Allowing managers to move on from the traditional, highly manual model of document creation – which is heavily reliant on Word, Excel and email – such solutions promise to reduce costs, minimise risk, ensure legal compliance and help managers to fast-track new fund launches.

Automated solutions focus on harnessing data so that it may be updated or otherwise manipulated in a consistent, dynamic and auditable fashion, allowing for its replication across a range of product documentation. That documentation will often need to be published in multiple languages and be distributed in one or more formats (be that typeset PDF, CFD, HTML, XML, XBRL, EDGAR, data file or web-ready).

In addition, these solutions provide mechanisms to share that data and documentation in a frictionless and timely manner across a manager’s internal functions (marketing, sales, risk, compliance) and its external service providers (auditors, lawyers, custodians) and distribution partners.

The ubiquity of Word in the creation of product documentation is well recognised, as are its shortcomings: its fundamentally unstructured nature means reconstructing and categorising data extracted from a Word document remains a challenge.

“Word does not lend itself well to the replicability and scalability that is so important to automation,” says Castle.

However, as Buck notes: “The industry is not going to move away from Word any time soon, so you need to find ways to incorporate it into your solution. Ultimately, it is about finding ways to contextualise the content.”

Accurate and transparent communication is vital for managers, and re-engineering existing workflows is a key area where automation can improve upon the status quo, says Confluence’s Pfister.

In terms of next steps, he points to “intelligent” workflows that would assist a compliance function to, for instance, better manage the handoffs that occur between different departments as content is assembled.

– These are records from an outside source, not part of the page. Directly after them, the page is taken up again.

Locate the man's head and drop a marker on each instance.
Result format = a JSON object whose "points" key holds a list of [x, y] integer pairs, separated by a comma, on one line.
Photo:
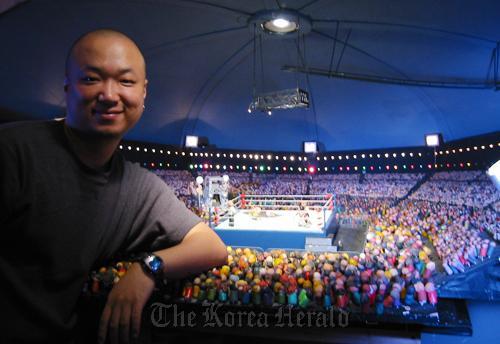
{"points": [[105, 84]]}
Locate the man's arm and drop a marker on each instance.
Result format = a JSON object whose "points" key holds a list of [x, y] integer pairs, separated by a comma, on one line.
{"points": [[199, 250]]}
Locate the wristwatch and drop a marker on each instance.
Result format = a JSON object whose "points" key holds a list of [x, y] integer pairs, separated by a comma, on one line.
{"points": [[152, 265]]}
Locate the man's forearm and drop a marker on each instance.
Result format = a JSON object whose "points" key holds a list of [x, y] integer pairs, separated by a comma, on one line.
{"points": [[201, 249]]}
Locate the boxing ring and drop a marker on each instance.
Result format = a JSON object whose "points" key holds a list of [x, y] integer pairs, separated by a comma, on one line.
{"points": [[273, 221]]}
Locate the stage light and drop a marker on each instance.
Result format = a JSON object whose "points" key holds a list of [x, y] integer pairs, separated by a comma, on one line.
{"points": [[310, 147], [433, 140], [191, 141]]}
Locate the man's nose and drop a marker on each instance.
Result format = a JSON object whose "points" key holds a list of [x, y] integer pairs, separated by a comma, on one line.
{"points": [[109, 92]]}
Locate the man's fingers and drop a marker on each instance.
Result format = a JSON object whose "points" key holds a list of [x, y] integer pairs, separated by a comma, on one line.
{"points": [[103, 324]]}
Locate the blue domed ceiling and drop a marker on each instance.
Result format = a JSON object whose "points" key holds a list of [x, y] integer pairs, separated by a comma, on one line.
{"points": [[371, 69]]}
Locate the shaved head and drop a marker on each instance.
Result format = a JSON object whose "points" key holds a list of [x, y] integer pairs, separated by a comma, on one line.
{"points": [[105, 84], [100, 34]]}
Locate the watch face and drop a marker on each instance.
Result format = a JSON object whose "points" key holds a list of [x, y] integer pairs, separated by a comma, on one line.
{"points": [[155, 264]]}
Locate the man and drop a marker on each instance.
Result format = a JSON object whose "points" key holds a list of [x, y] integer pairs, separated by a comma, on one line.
{"points": [[69, 202]]}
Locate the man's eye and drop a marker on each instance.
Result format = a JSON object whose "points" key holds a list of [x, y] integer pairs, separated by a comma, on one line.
{"points": [[88, 79]]}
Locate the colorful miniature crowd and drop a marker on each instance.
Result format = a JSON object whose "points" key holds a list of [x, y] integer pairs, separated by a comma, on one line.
{"points": [[462, 222], [410, 240]]}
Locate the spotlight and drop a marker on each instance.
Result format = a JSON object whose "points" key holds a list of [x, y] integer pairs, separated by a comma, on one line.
{"points": [[433, 140]]}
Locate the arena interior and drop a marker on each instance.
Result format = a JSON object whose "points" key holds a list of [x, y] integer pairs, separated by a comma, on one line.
{"points": [[328, 196]]}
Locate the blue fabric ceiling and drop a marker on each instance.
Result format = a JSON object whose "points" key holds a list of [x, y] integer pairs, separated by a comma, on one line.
{"points": [[200, 69]]}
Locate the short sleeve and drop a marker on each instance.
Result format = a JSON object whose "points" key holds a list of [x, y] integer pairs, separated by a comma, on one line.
{"points": [[162, 220]]}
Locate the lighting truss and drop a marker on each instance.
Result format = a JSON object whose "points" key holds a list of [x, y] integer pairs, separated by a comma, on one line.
{"points": [[284, 99]]}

“That will ensure that all documentation is updated in synch, and also frees up the compliance team to focus their attention more closely on outlier data,” he says.

Further in the future lies the prospect of deploying AI to identify outliers before they even reach the compliance stage, Pfister says.

Fast and formulaic

All this development will, of course, have to not meet regulatory resistance.

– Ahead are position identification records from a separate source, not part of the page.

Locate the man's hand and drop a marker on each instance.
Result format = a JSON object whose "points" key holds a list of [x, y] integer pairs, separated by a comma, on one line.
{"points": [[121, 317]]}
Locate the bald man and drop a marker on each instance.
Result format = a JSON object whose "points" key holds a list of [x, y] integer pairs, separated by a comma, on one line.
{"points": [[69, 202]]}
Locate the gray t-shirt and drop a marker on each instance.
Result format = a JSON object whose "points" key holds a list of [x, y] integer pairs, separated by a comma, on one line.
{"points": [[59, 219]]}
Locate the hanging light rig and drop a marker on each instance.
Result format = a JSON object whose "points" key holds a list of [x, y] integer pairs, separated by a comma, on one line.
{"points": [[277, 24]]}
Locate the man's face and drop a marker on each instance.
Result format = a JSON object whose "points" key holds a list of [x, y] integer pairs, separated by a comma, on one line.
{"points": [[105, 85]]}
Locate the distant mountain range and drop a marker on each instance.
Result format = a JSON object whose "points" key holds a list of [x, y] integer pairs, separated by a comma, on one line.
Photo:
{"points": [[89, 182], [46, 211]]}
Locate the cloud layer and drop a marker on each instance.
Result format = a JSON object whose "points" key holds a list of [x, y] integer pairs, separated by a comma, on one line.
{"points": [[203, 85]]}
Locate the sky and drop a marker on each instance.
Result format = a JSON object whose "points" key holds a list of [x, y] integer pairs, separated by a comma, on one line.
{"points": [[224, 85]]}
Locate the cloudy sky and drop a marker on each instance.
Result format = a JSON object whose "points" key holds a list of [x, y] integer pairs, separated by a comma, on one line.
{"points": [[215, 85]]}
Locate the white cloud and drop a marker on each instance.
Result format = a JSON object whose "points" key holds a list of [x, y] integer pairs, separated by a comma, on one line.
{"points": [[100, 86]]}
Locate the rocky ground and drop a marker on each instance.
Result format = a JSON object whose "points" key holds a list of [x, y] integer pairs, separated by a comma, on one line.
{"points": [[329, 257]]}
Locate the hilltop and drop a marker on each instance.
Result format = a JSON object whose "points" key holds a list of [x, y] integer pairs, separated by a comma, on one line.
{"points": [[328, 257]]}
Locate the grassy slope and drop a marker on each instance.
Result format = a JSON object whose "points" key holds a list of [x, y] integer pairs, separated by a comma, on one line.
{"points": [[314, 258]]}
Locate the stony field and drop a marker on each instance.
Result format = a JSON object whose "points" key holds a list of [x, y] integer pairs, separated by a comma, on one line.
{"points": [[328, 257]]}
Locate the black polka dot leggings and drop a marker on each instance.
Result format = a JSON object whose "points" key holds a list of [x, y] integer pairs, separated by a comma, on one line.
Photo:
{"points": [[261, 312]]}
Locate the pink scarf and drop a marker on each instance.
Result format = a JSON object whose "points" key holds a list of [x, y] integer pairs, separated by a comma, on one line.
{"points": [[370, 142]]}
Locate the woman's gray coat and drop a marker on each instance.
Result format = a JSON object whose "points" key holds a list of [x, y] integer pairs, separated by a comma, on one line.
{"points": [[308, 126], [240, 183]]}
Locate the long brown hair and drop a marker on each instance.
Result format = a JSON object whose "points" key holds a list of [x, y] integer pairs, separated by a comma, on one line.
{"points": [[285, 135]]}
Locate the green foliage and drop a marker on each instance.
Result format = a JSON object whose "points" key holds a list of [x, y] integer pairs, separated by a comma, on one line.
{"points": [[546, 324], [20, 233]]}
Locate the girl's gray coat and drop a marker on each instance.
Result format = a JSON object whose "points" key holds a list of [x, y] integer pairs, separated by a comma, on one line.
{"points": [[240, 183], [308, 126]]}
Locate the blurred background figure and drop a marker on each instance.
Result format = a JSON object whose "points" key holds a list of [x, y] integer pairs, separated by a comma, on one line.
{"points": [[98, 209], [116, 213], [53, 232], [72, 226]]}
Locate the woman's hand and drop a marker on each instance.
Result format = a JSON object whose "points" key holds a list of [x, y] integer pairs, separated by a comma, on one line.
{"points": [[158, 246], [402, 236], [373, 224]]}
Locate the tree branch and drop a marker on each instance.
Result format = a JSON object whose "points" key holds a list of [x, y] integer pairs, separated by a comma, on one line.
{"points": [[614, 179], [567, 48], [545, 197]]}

Peter Bambrough, a consultant at Citisoft, notes that although national legislation may control where data may physically be stored, regulations will rarely stipulate whether or not a function can or should be outsourced.

Yet regulators also benefit from increased automation in the funds industry.

Automation ensures information and documents are delivered to regulators in a very formulaic and consistent fashion, more quickly and with fewer errors, says Castle.

“Regulators can have confidence that they are getting a true picture of a fund across a range of documents.

“From a compliance perspective, everything is signed off by the client. Documents still pass through internal approval processes, and client data rules are not breached because all reporting remains at the fund level.”

Compliance is also not just about complying with regulations, but also with buyers’ expectations, and here again the benefits of automation come to the fore, adds Seqvoia’s Buck.

“A distributor or institutional investor will not just look at your fund’s past performance and Sharpe ratio. They will also assess what level of information you can provide to educate their sales force, how painless it is to update your product information, the trustworthiness of that information, and how flexible you are in terms of providing different formats.”

Ultimately, there may be less incentive to automate the production of prospectuses compared to, say, a fund’s quarterly reports or its regulatory filings. But no doubt many people involved in the production of these thick, weighty, dull but necessary documents will be relieved the technology is there to do it.